When Stornoway announced their farewell tour last week, where was my hotline? Where could I call for grief counselling, interspersed with reassuring birdsong and comforting comedy trivia about my local area? We may not have given ourselves a collective noun – Stornowayfarers, anyone? – but we were a faithful cult; the queue of fans that failed to get in to see them in a tiny tent at Latitude 2015 stretched virtually the length of the site, and they quietly snuck into venues as big as the Forum thanks to a strong and enchanted following. Stornoway are/were the sort of band that, like the seabirds that singer Brian Briggs is so obsessed by that 20 different species were essentially backing singers on their last album ‘Bonxie’, take up roost in your life. After my last soul-shredding break-up in 2010 it was their chin-up, life-is-but-road-trip ballad ‘Fuel Up’ that soundtracked my regular emotional breakdowns in supermarket meal-for-one aisles. Five years later I walked my wife down the aisle to ‘Zorbing’.
It was their intimate personability that was the making of Stornoway, but also, perhaps, their downfall. While the world’s Mondeo-driving accountants and Strictly-guzzling cultural sheep were yee-hawing along to Mumford & Sons like the world desperately needed a fucking farm-yokel Coldplay, these were the real UK folk pop wonders, stirring atmospheric maelstroms with their wind-whipped melodies, stunning four-part harmonies and shanties stinging with sea-salt. Their acoustic gigs in Oxford churches and museum dinosaur halls were as bewitching as their theatre shows, and even these would be stunned silent by moments of unamplified multi-harmonic genius like ‘Josephine’, probably the best folk song you’ve never heard. There was a sense of belonging to these events, of being in on a special secret, part of a clan with its own traditions and ideologies. Briggs, with his characteristic faux-timid wit, would read out amusing local news stories or fascinating animal facts and we’d all commune with nature from afar through such outward bound tunes as ‘On The Rocks’, ‘Farewell Appalacia’, ‘Between The Saltmarsh And The Sea’ and twitcher anthem ‘Watching Birds’. Their mission statement was summarised in ‘We Are The Battery Human’, their call to join “the new revolution to free the battery human” by unshackling yourself from Instagram, shutting your laptop and getting “out in the natural World Wide Web… ‘cause we were born to be free range”. A warming sentiment drawing you into their close campfire circle.
This was a band who donned chunky knit sweaters and bird-watching binoculars for photo shoots, whose idea of the perfect use of a convertible in a video wasn’t to fill it with strippers and cruise Hollywood Boulevard but to drive it alongside flying geese in the Cotswolds.

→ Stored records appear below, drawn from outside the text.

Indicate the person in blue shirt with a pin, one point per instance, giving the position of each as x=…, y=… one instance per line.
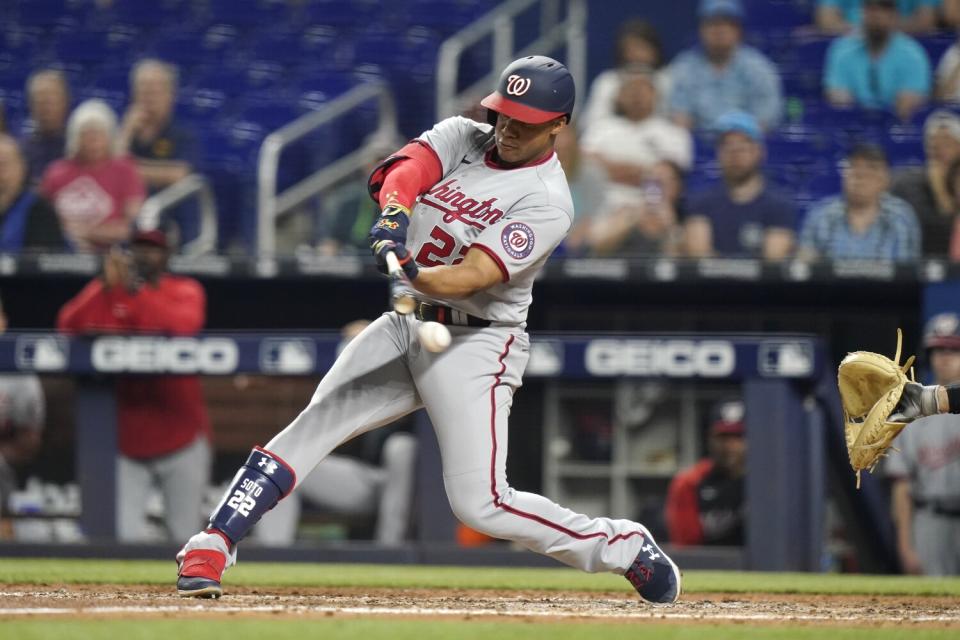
x=843, y=16
x=744, y=215
x=865, y=222
x=723, y=74
x=879, y=67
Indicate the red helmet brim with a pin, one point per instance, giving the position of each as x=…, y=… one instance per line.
x=517, y=111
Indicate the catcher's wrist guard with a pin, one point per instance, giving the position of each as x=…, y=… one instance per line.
x=876, y=406
x=929, y=404
x=953, y=398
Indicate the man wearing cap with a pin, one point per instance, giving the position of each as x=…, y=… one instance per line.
x=926, y=188
x=865, y=222
x=878, y=67
x=163, y=428
x=723, y=74
x=705, y=502
x=925, y=467
x=744, y=215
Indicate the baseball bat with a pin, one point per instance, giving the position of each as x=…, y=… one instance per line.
x=401, y=292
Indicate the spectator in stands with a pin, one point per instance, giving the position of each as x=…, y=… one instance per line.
x=164, y=150
x=587, y=182
x=865, y=222
x=948, y=72
x=744, y=215
x=45, y=137
x=96, y=193
x=22, y=417
x=379, y=483
x=844, y=16
x=951, y=13
x=878, y=68
x=163, y=428
x=926, y=188
x=347, y=211
x=27, y=221
x=953, y=188
x=925, y=496
x=723, y=74
x=638, y=44
x=705, y=503
x=646, y=225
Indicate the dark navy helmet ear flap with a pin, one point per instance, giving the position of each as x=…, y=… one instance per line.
x=534, y=89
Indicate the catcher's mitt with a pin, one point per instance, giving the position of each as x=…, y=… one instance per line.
x=870, y=387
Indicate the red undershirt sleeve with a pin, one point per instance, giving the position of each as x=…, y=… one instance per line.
x=416, y=169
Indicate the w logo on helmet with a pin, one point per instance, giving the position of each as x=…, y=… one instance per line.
x=517, y=85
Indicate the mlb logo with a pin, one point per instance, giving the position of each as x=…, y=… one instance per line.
x=289, y=356
x=785, y=359
x=42, y=353
x=546, y=358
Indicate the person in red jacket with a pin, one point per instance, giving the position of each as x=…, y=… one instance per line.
x=163, y=428
x=705, y=502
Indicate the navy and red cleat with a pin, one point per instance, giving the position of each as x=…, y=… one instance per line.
x=199, y=575
x=202, y=562
x=653, y=574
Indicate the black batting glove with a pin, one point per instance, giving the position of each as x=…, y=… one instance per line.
x=916, y=401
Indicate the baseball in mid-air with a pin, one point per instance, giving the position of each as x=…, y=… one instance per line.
x=434, y=336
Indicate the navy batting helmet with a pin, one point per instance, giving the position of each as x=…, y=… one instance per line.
x=942, y=332
x=534, y=89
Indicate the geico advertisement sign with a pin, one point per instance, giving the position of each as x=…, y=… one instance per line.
x=674, y=358
x=164, y=355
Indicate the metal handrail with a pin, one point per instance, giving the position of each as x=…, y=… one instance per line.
x=270, y=204
x=500, y=23
x=193, y=185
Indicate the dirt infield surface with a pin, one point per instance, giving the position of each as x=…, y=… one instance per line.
x=126, y=601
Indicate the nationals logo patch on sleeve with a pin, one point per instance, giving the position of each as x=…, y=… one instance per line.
x=517, y=240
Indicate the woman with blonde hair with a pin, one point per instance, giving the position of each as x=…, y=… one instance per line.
x=96, y=193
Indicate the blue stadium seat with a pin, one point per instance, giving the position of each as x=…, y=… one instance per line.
x=343, y=14
x=95, y=46
x=247, y=13
x=770, y=14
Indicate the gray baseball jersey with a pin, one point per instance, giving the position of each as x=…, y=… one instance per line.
x=22, y=404
x=929, y=455
x=516, y=216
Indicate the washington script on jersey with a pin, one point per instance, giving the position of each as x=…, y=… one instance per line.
x=675, y=358
x=212, y=356
x=461, y=207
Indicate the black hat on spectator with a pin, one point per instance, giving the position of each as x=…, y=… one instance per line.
x=153, y=238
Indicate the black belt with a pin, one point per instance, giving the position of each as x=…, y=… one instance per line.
x=445, y=315
x=938, y=508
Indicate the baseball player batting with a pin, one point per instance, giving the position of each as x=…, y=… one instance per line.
x=472, y=211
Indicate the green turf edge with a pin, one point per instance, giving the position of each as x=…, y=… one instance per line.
x=365, y=629
x=52, y=571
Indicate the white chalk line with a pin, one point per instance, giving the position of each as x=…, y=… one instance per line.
x=657, y=613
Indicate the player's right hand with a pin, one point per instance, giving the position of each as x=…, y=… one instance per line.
x=380, y=249
x=391, y=225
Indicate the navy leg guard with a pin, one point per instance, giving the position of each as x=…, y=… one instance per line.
x=256, y=489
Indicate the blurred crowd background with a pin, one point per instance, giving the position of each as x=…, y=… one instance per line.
x=760, y=128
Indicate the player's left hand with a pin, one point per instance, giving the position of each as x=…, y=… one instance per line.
x=389, y=233
x=391, y=225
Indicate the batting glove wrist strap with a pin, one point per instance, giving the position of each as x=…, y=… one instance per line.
x=261, y=482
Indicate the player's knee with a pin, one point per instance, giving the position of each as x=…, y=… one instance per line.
x=399, y=450
x=473, y=505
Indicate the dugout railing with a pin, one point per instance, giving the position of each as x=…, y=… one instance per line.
x=779, y=376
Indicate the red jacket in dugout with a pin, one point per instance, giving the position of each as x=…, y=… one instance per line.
x=157, y=415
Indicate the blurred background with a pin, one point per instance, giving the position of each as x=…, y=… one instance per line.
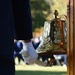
x=42, y=10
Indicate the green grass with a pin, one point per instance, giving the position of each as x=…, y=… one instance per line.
x=39, y=70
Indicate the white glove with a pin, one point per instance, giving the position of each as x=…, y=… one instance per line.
x=28, y=53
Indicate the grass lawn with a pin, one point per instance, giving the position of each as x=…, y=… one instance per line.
x=40, y=70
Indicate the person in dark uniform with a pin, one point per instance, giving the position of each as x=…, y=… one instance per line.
x=15, y=19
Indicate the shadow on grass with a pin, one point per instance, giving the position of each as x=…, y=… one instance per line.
x=39, y=73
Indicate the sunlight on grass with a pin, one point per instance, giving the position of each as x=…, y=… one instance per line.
x=23, y=69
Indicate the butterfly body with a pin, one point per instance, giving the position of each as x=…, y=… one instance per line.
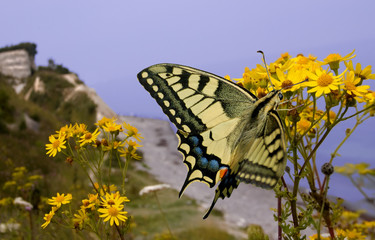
x=226, y=134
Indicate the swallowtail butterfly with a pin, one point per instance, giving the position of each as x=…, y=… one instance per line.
x=226, y=134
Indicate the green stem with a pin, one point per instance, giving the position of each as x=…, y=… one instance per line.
x=162, y=213
x=124, y=171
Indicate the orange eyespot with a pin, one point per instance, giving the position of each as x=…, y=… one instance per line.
x=223, y=172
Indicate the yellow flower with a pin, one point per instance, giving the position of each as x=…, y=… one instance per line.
x=322, y=82
x=363, y=74
x=80, y=218
x=132, y=131
x=129, y=153
x=315, y=237
x=48, y=217
x=79, y=129
x=369, y=224
x=354, y=235
x=55, y=145
x=6, y=201
x=351, y=85
x=250, y=79
x=86, y=204
x=111, y=199
x=334, y=60
x=288, y=82
x=112, y=127
x=303, y=125
x=66, y=131
x=105, y=120
x=60, y=199
x=93, y=198
x=113, y=145
x=88, y=137
x=113, y=213
x=133, y=144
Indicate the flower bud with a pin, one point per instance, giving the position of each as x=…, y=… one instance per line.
x=327, y=169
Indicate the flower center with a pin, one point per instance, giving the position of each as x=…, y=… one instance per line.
x=350, y=86
x=113, y=211
x=88, y=136
x=304, y=124
x=56, y=144
x=286, y=84
x=324, y=80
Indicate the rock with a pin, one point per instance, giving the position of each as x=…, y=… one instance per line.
x=16, y=63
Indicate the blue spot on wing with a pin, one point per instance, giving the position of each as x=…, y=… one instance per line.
x=198, y=151
x=194, y=140
x=202, y=162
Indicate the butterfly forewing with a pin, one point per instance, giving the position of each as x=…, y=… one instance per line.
x=265, y=161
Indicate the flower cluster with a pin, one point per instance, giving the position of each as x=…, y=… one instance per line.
x=95, y=151
x=83, y=138
x=304, y=79
x=318, y=94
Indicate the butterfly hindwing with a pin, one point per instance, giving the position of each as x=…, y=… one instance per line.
x=265, y=161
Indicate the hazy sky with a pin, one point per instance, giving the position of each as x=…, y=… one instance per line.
x=108, y=42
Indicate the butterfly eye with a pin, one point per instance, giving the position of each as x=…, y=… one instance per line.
x=281, y=96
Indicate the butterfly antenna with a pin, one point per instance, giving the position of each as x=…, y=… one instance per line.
x=265, y=65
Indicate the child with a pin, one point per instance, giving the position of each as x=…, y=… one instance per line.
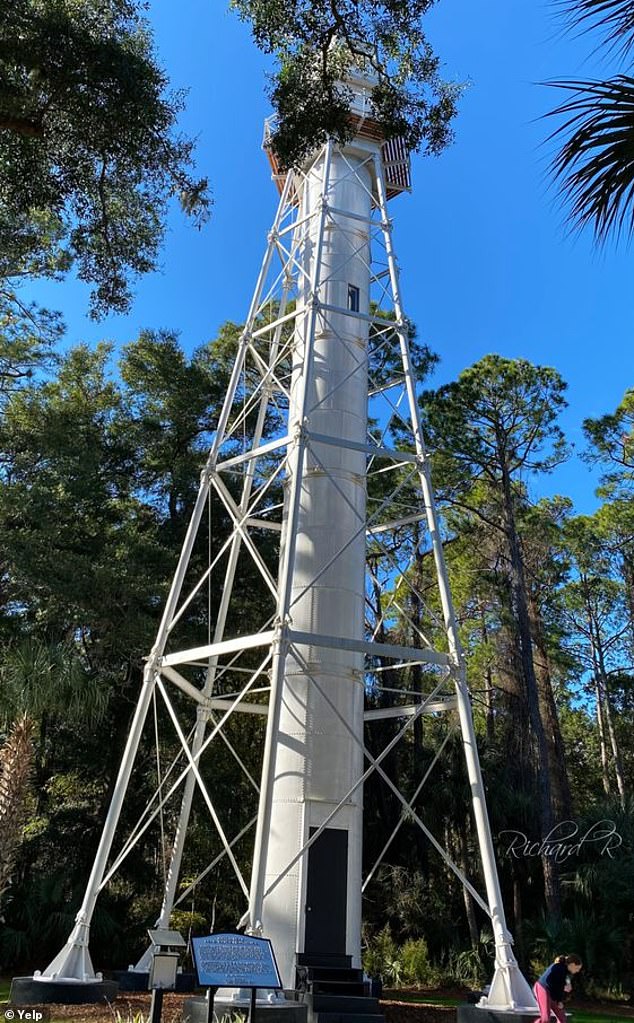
x=551, y=986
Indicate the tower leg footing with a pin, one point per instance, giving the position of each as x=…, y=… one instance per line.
x=473, y=1014
x=29, y=991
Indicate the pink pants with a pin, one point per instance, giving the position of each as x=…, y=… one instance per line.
x=547, y=1006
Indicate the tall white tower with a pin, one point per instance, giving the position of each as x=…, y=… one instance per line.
x=318, y=455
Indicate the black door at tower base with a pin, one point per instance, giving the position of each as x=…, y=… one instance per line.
x=326, y=895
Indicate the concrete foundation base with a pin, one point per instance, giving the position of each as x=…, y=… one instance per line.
x=29, y=991
x=194, y=1011
x=472, y=1014
x=133, y=980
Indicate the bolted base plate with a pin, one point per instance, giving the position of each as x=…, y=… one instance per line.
x=29, y=991
x=194, y=1011
x=472, y=1014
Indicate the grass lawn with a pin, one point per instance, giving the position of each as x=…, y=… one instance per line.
x=601, y=1014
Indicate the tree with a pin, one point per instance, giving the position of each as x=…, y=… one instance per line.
x=594, y=607
x=594, y=165
x=494, y=427
x=88, y=145
x=315, y=43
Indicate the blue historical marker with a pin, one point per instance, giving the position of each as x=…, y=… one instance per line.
x=235, y=961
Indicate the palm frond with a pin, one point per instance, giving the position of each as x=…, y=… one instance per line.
x=614, y=17
x=595, y=165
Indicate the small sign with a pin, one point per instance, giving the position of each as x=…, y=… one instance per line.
x=235, y=961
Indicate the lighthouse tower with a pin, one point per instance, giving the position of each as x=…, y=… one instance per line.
x=319, y=465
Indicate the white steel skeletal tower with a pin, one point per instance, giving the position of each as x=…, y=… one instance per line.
x=305, y=452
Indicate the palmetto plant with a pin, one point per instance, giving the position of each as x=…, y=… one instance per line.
x=594, y=166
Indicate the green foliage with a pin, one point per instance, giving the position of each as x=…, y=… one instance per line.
x=593, y=166
x=473, y=967
x=499, y=416
x=381, y=958
x=317, y=42
x=417, y=968
x=88, y=144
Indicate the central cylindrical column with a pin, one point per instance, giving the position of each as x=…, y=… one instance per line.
x=316, y=908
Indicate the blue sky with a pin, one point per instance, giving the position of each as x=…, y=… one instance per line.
x=487, y=263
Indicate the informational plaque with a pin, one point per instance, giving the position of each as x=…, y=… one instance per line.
x=235, y=961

Just like they weren’t born for nine-to-fives in web design, Stornoway were never going to be an arena band. They were perfectly placed in venues large enough to feel like events but small enough to hear their acapella brilliance when they stepped away from the microphones with an acoustic guitar. But such cultivated intimacy works against bands in 2016. No longer can rising acts survive on their music at a cult-like theatre level, undervalued by the press, crowd-funding their albums, selling a few thousand copies and playing to large – but never Ally Pally-sized – audiences. The mid-level musical comfort zone is dissolving as surely as glacial ice-caps, and with it, I fear, the wonderful, quirky, leftfield acts like Stornoway will slip into extinction.
Stornoway had already shown strong signs of scattering. Briggs, boasting a PhD in the study of ducks, had moved to Gower in Wales, in sight of the turning tides, writing songs in a rusty campervan and learning to communicate in birdsong. Drummer Rob Steadman had moved to New York to get a degree and take drama classes. Ambition or necessity drove them beyond the confines of pastoral folk-pop. But Stornoway will go down as one of those slow-burning legends that people will discover for themselves over the course of decades, a band your children will be amazed you never saw. There’s one tour left; stow away on their magical icebreaker while you still can.